Today, it was apparently decided that all mink on affected farms in the Netherlands will be culled. That’s been under discussion for a while, and it’s not overly surprising given the large numbers of affected mink and identification of mink-to-human transmission of SARS-CoV-2. I wouldn’t be completely surprised to see all mink farms depopulated in the Netherlands, since the industry is being closed down in the country anyway, with all mink farms required to shut down by 2024. Opting to speed up that time frame wouldn’t be surprising if the virus continues to spread to and on farms. I’ve heard that the impending ban has largely resulted in shifting production to some eastern European countries where there are fewer restrictions (so probably no better, if not worse, for the mink overall). Transportation of mink has been banned in the Netherlands, so presumably it will just be mink farmers, not mink, that migrate to these other regions. What’s going on on Chinese mink farms is also a concern, since China is the largest producer of mink globally.
Fortunately, not many people or other animals have contact with mink. Mink seem particularly susceptible to SARS-CoV-2, and this is a good reminder of why we need to pay attention to emerging diseases and consider potential host ranges. If other domestic animals or wildlife were as susceptible as mink, that would create an even bigger problem than we have now.
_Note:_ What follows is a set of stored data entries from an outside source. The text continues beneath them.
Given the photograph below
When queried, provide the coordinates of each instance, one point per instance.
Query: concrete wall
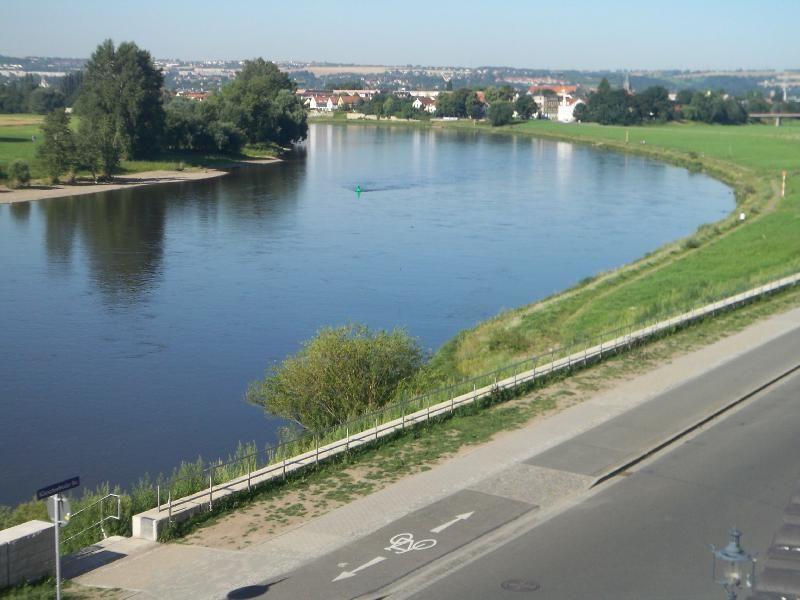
(27, 553)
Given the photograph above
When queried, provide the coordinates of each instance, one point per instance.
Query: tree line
(610, 106)
(125, 113)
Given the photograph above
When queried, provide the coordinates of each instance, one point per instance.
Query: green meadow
(17, 133)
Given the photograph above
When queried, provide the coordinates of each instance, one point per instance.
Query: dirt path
(33, 193)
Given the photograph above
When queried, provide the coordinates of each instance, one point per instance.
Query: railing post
(102, 529)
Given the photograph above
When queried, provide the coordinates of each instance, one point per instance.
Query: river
(132, 321)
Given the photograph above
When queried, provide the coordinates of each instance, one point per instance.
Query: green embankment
(719, 259)
(17, 133)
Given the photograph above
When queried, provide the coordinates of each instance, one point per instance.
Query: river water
(132, 321)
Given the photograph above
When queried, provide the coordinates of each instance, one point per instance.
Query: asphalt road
(646, 536)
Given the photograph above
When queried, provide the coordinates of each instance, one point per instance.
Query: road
(647, 535)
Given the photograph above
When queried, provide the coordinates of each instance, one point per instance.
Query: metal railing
(102, 518)
(277, 461)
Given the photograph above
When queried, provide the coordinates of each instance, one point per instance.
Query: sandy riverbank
(42, 192)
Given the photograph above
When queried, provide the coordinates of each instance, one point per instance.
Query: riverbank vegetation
(125, 117)
(339, 374)
(719, 259)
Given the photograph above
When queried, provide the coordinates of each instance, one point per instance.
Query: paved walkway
(533, 468)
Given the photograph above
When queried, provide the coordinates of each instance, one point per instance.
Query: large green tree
(120, 103)
(339, 374)
(261, 102)
(57, 150)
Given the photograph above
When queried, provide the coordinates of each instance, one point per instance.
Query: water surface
(132, 321)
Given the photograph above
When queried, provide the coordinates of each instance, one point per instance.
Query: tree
(19, 175)
(504, 93)
(525, 106)
(501, 113)
(337, 375)
(653, 104)
(262, 104)
(57, 150)
(70, 86)
(610, 107)
(473, 108)
(120, 102)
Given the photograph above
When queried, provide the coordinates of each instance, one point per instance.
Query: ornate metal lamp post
(733, 566)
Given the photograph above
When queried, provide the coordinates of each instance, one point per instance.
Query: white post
(58, 554)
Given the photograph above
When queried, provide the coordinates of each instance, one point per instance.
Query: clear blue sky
(582, 34)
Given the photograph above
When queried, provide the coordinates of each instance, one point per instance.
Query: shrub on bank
(339, 374)
(19, 175)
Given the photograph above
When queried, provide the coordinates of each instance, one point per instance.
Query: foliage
(525, 106)
(19, 175)
(505, 93)
(195, 126)
(455, 104)
(608, 106)
(261, 103)
(120, 104)
(714, 107)
(501, 113)
(25, 95)
(340, 373)
(653, 104)
(57, 150)
(70, 87)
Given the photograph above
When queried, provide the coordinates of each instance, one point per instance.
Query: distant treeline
(617, 107)
(26, 95)
(125, 113)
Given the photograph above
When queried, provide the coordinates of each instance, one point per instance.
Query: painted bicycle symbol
(404, 542)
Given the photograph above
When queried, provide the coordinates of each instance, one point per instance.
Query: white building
(425, 103)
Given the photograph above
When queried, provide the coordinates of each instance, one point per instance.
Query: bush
(337, 375)
(19, 174)
(501, 113)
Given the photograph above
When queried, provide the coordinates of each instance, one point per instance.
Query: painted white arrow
(354, 572)
(443, 526)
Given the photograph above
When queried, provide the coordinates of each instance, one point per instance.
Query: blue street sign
(57, 488)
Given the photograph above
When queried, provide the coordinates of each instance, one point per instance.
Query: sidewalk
(540, 466)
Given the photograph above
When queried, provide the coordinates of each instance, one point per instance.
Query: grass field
(16, 142)
(719, 259)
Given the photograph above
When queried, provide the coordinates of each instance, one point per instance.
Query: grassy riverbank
(20, 136)
(719, 259)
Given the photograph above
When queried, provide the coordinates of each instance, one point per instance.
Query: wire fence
(249, 466)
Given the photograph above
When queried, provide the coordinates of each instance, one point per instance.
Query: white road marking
(461, 517)
(404, 542)
(366, 565)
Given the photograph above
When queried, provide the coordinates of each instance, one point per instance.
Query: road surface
(647, 536)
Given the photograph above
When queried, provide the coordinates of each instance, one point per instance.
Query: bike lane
(395, 550)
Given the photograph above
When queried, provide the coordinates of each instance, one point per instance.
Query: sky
(547, 34)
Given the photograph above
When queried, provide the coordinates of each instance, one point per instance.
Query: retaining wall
(27, 553)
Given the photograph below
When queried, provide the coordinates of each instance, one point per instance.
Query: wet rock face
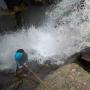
(85, 54)
(69, 77)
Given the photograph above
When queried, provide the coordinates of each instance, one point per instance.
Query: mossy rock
(69, 77)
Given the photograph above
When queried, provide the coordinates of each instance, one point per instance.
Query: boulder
(68, 77)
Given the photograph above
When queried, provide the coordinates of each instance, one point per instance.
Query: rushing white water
(64, 33)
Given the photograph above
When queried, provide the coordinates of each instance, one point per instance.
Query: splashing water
(64, 33)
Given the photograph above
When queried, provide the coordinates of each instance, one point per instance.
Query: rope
(43, 83)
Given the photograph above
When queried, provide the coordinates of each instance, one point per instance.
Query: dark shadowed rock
(69, 77)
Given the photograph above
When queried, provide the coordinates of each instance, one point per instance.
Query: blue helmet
(20, 57)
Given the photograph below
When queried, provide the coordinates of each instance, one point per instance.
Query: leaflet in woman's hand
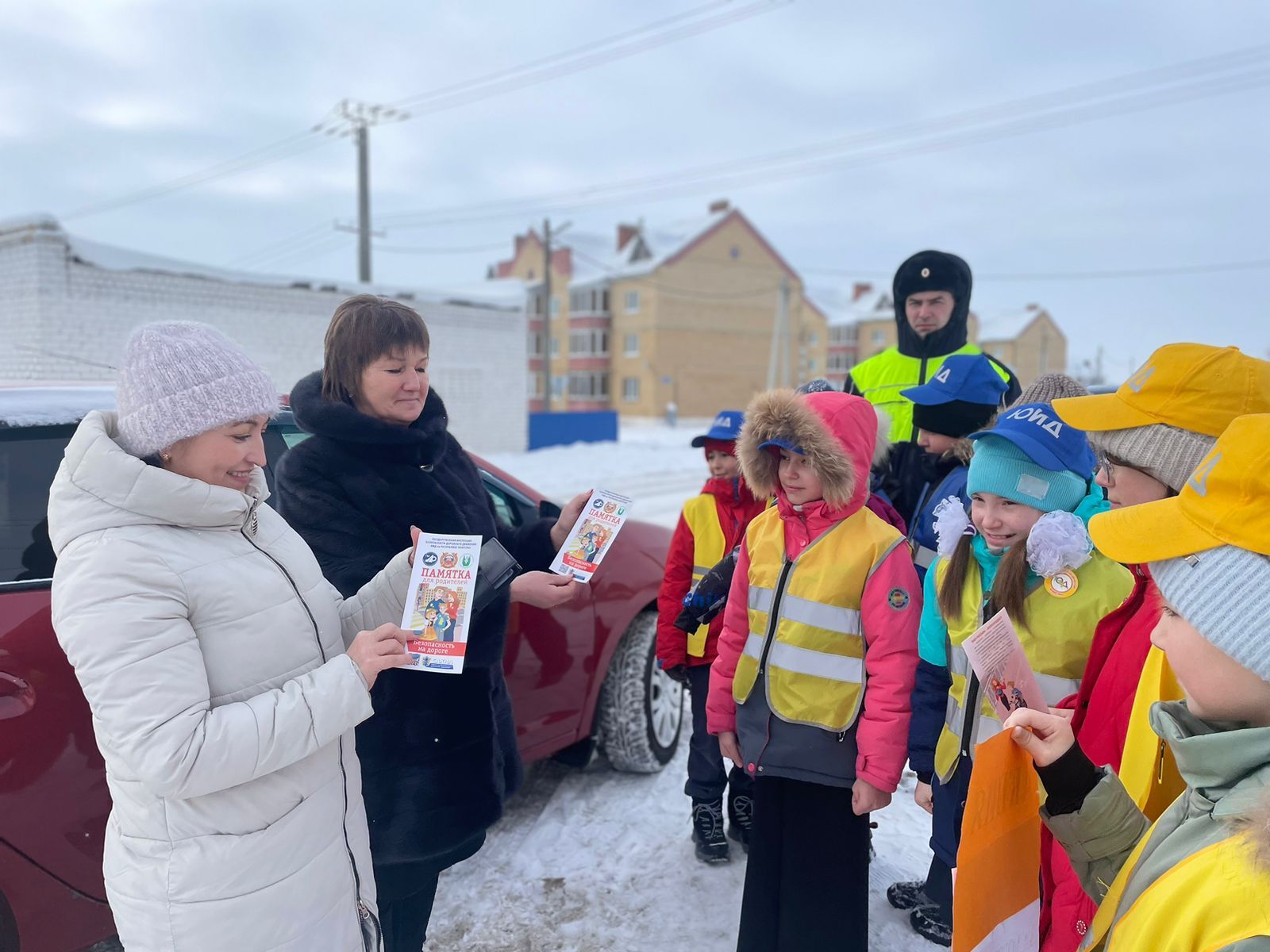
(438, 603)
(1005, 676)
(592, 535)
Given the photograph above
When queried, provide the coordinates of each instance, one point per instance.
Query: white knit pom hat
(181, 378)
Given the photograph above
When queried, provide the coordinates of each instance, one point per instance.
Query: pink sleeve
(721, 708)
(891, 611)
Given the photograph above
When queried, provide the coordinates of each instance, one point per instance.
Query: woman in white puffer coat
(225, 676)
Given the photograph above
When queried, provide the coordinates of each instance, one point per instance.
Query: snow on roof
(50, 405)
(1007, 325)
(596, 257)
(488, 294)
(840, 309)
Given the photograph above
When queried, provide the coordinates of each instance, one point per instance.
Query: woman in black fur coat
(438, 757)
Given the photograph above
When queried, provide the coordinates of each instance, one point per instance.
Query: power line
(448, 97)
(1178, 270)
(1024, 111)
(588, 59)
(417, 251)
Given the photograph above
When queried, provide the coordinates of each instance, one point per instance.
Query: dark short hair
(364, 329)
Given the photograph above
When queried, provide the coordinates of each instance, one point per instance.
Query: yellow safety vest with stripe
(880, 378)
(804, 619)
(1208, 900)
(1056, 639)
(709, 547)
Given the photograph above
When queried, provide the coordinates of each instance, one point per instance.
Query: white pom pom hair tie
(952, 522)
(1058, 543)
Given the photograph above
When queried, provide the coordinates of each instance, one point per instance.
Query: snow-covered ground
(598, 860)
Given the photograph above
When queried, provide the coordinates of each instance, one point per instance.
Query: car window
(505, 507)
(29, 463)
(292, 436)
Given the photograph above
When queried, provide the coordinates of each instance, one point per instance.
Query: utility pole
(779, 355)
(355, 118)
(546, 315)
(548, 234)
(785, 328)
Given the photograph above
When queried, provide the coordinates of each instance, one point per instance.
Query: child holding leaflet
(810, 689)
(1198, 879)
(711, 524)
(1022, 550)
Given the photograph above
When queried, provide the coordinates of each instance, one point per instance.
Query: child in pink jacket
(817, 659)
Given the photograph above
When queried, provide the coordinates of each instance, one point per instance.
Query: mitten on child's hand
(865, 797)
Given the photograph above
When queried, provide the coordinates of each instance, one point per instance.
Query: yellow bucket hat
(1191, 386)
(1225, 503)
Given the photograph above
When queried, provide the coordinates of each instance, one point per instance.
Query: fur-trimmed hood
(837, 433)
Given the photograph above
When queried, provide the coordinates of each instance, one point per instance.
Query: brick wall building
(69, 306)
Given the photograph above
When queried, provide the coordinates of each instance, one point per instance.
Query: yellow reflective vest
(1208, 900)
(806, 636)
(882, 378)
(1057, 640)
(702, 514)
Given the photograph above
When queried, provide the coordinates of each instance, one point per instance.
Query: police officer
(933, 302)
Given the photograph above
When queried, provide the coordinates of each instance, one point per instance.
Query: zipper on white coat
(253, 520)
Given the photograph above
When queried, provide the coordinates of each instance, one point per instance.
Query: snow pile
(44, 406)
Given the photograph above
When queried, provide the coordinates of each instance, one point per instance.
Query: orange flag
(996, 898)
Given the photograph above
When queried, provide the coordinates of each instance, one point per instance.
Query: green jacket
(1227, 774)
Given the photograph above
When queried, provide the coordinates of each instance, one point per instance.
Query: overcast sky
(101, 98)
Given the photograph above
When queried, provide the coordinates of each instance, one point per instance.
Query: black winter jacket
(438, 757)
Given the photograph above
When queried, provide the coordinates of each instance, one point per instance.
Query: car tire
(641, 710)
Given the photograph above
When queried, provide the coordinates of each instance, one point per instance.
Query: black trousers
(406, 892)
(806, 880)
(708, 778)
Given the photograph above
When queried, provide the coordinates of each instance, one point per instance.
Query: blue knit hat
(1003, 469)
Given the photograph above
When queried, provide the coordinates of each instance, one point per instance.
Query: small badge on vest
(1062, 585)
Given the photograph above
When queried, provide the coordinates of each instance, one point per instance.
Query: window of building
(588, 386)
(592, 342)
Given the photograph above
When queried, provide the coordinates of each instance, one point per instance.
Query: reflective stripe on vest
(882, 378)
(1212, 899)
(804, 619)
(709, 547)
(1057, 640)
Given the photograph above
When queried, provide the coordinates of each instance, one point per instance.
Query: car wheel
(641, 711)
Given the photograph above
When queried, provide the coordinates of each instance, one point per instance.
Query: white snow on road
(598, 860)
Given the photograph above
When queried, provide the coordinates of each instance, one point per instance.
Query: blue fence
(562, 428)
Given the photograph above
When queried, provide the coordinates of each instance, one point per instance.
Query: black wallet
(495, 570)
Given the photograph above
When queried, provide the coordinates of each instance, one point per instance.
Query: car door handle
(17, 696)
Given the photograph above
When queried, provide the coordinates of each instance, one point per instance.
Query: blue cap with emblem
(967, 378)
(725, 427)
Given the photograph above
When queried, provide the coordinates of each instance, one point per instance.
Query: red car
(578, 676)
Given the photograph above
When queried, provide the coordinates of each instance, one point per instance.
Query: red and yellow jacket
(710, 526)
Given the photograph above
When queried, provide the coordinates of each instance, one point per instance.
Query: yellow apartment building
(683, 314)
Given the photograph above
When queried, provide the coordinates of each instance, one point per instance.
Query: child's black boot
(708, 831)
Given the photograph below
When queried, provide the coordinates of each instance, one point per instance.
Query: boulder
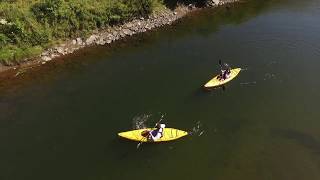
(91, 39)
(46, 58)
(79, 41)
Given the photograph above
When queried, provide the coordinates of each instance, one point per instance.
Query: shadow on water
(304, 139)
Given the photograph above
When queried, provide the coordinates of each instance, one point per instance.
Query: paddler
(157, 133)
(225, 74)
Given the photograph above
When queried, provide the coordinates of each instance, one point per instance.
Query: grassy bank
(29, 26)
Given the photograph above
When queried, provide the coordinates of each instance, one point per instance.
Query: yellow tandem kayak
(215, 82)
(169, 134)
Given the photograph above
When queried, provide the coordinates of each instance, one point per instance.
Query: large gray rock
(91, 39)
(79, 41)
(46, 58)
(127, 32)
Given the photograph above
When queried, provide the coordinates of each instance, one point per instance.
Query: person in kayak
(225, 74)
(157, 133)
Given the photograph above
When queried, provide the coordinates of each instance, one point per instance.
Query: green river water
(60, 120)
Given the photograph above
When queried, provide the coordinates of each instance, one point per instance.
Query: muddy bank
(109, 35)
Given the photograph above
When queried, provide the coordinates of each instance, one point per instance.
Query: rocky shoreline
(109, 35)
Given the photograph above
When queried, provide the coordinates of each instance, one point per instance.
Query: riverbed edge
(106, 36)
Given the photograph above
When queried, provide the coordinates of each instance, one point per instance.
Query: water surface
(60, 121)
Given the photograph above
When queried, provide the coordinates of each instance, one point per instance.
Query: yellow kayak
(215, 82)
(169, 134)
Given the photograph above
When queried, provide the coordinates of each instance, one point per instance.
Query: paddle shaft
(148, 135)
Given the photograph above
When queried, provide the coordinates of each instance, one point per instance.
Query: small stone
(127, 32)
(91, 39)
(79, 41)
(60, 50)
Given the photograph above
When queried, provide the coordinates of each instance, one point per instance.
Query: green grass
(28, 26)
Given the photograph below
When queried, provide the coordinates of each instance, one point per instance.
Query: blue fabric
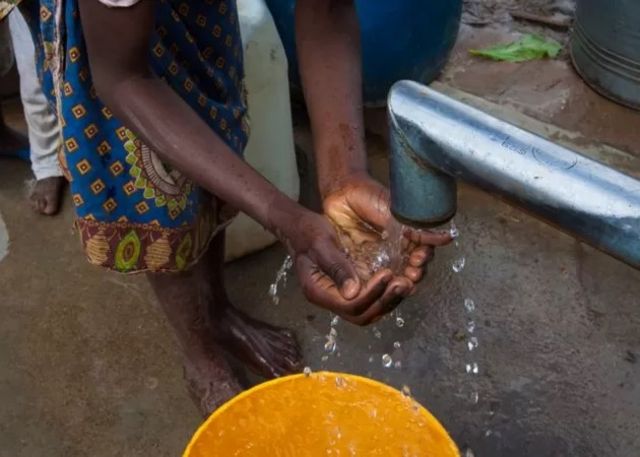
(118, 184)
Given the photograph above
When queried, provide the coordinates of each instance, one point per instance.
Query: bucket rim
(432, 420)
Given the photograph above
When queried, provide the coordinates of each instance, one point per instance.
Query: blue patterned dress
(133, 212)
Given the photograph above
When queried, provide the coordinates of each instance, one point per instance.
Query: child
(150, 96)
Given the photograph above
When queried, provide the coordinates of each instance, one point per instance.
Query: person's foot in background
(46, 195)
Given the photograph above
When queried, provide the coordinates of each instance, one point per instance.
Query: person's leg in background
(207, 326)
(44, 131)
(11, 142)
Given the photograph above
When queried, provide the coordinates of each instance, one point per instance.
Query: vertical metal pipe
(434, 135)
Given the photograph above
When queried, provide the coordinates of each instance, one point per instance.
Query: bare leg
(206, 325)
(184, 297)
(267, 350)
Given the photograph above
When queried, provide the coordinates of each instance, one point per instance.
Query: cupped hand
(374, 239)
(329, 278)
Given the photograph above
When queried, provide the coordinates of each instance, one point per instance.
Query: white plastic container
(270, 149)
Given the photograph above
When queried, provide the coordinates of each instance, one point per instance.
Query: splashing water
(458, 265)
(281, 277)
(331, 344)
(331, 340)
(472, 368)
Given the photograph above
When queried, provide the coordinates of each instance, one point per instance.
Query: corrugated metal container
(605, 47)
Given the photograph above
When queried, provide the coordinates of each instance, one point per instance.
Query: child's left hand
(360, 210)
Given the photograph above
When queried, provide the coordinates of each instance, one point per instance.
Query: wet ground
(88, 367)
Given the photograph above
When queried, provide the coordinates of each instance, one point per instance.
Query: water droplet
(458, 265)
(330, 346)
(453, 230)
(471, 326)
(281, 277)
(469, 305)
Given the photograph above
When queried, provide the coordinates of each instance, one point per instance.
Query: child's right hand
(328, 277)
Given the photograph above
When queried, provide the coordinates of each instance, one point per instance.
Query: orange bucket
(321, 414)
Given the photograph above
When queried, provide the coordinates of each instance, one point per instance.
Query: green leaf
(529, 47)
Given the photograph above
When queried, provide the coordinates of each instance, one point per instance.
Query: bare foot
(210, 381)
(46, 194)
(11, 142)
(268, 351)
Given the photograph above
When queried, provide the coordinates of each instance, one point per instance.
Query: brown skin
(117, 41)
(328, 44)
(46, 195)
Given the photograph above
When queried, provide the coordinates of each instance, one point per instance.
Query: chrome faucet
(436, 140)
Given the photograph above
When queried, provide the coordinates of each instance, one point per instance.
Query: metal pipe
(436, 139)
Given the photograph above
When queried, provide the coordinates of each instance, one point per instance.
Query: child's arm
(117, 42)
(328, 45)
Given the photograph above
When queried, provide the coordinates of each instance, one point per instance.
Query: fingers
(397, 290)
(321, 290)
(335, 264)
(414, 274)
(429, 237)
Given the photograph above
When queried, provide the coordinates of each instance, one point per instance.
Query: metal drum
(605, 47)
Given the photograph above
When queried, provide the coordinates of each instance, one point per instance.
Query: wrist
(283, 216)
(331, 184)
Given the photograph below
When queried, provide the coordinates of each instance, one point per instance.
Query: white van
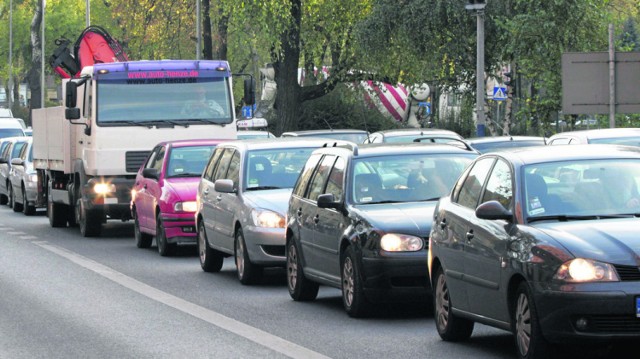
(10, 127)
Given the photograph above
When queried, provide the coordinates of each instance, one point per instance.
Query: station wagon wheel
(300, 288)
(248, 273)
(526, 326)
(143, 240)
(353, 298)
(165, 248)
(450, 327)
(26, 208)
(211, 260)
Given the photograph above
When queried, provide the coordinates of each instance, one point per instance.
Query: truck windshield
(170, 101)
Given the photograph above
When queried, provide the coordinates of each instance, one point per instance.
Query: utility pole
(477, 6)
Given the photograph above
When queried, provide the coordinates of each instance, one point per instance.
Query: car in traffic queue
(411, 135)
(242, 201)
(359, 220)
(23, 181)
(11, 147)
(163, 198)
(543, 244)
(615, 136)
(501, 143)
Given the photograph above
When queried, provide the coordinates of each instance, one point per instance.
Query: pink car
(164, 194)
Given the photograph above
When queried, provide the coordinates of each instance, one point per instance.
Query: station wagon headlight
(392, 242)
(580, 270)
(267, 219)
(189, 206)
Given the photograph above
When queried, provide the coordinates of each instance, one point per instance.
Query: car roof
(542, 154)
(600, 133)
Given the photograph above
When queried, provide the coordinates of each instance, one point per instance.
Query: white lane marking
(256, 335)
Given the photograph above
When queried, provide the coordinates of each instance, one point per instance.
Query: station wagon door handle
(470, 235)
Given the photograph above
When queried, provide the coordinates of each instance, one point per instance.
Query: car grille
(614, 324)
(135, 159)
(628, 273)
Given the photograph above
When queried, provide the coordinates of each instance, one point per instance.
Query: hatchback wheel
(300, 288)
(211, 260)
(248, 273)
(526, 326)
(143, 240)
(165, 248)
(450, 327)
(353, 298)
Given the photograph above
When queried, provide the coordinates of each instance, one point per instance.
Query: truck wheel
(56, 213)
(26, 208)
(89, 220)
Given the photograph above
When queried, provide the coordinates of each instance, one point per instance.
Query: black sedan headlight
(580, 270)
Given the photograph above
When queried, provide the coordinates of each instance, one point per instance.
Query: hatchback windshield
(276, 168)
(406, 178)
(582, 189)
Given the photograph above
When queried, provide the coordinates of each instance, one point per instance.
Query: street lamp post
(477, 6)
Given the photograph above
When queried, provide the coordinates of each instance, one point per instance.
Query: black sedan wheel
(300, 288)
(143, 240)
(210, 259)
(353, 298)
(248, 273)
(450, 327)
(526, 326)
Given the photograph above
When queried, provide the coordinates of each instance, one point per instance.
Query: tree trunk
(207, 51)
(34, 77)
(288, 95)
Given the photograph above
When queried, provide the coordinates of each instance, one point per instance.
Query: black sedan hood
(412, 218)
(609, 240)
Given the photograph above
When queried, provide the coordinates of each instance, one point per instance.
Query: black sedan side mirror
(493, 210)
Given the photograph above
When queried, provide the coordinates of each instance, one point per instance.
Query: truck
(87, 152)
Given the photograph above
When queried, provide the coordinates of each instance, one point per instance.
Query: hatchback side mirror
(493, 210)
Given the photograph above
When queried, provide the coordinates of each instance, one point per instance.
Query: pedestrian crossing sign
(499, 93)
The USDA has issued announced the first confirmed case of SARS-CoV-2 infection in dog in the US. The affected dog was a German Shepherd from New York state, and unsurprisingly its owner had COVID-19. Interestingly, this dog did have signs of respiratory disease, a finding that hasn’t been reported in dogs to date. It tested positive for the virus by PCR, and also had antibodies against SARS-CoV-2. Another dog in the household was healthy, but also had antibodies, indicating it had been infected too.
This case is noteworthy for a couple of reasons:
- The positive dog was sick, though that still doesn’t necessarily mean the illness was due to the infection with SARS-CoV-2. The dog could have had other underlying disease due to some other cause. Hopefully more information will come to clarify that. However, if this dog was sick because of SARS-CoV-2 infection, it would run contrary to the evidence to date that indicates dogs can be infected but don’t (typically) get sick.
- Both dogs in the household were infected, even though only one got sick and tested positive by PCR. The assumption has been that human-to-dog transmission is uncommon, and that still might be the case, but finding transmission to multiple dogs in a household is interesting.
Overall, it doesn’t really change our main talking points, but it highlights the need for more study.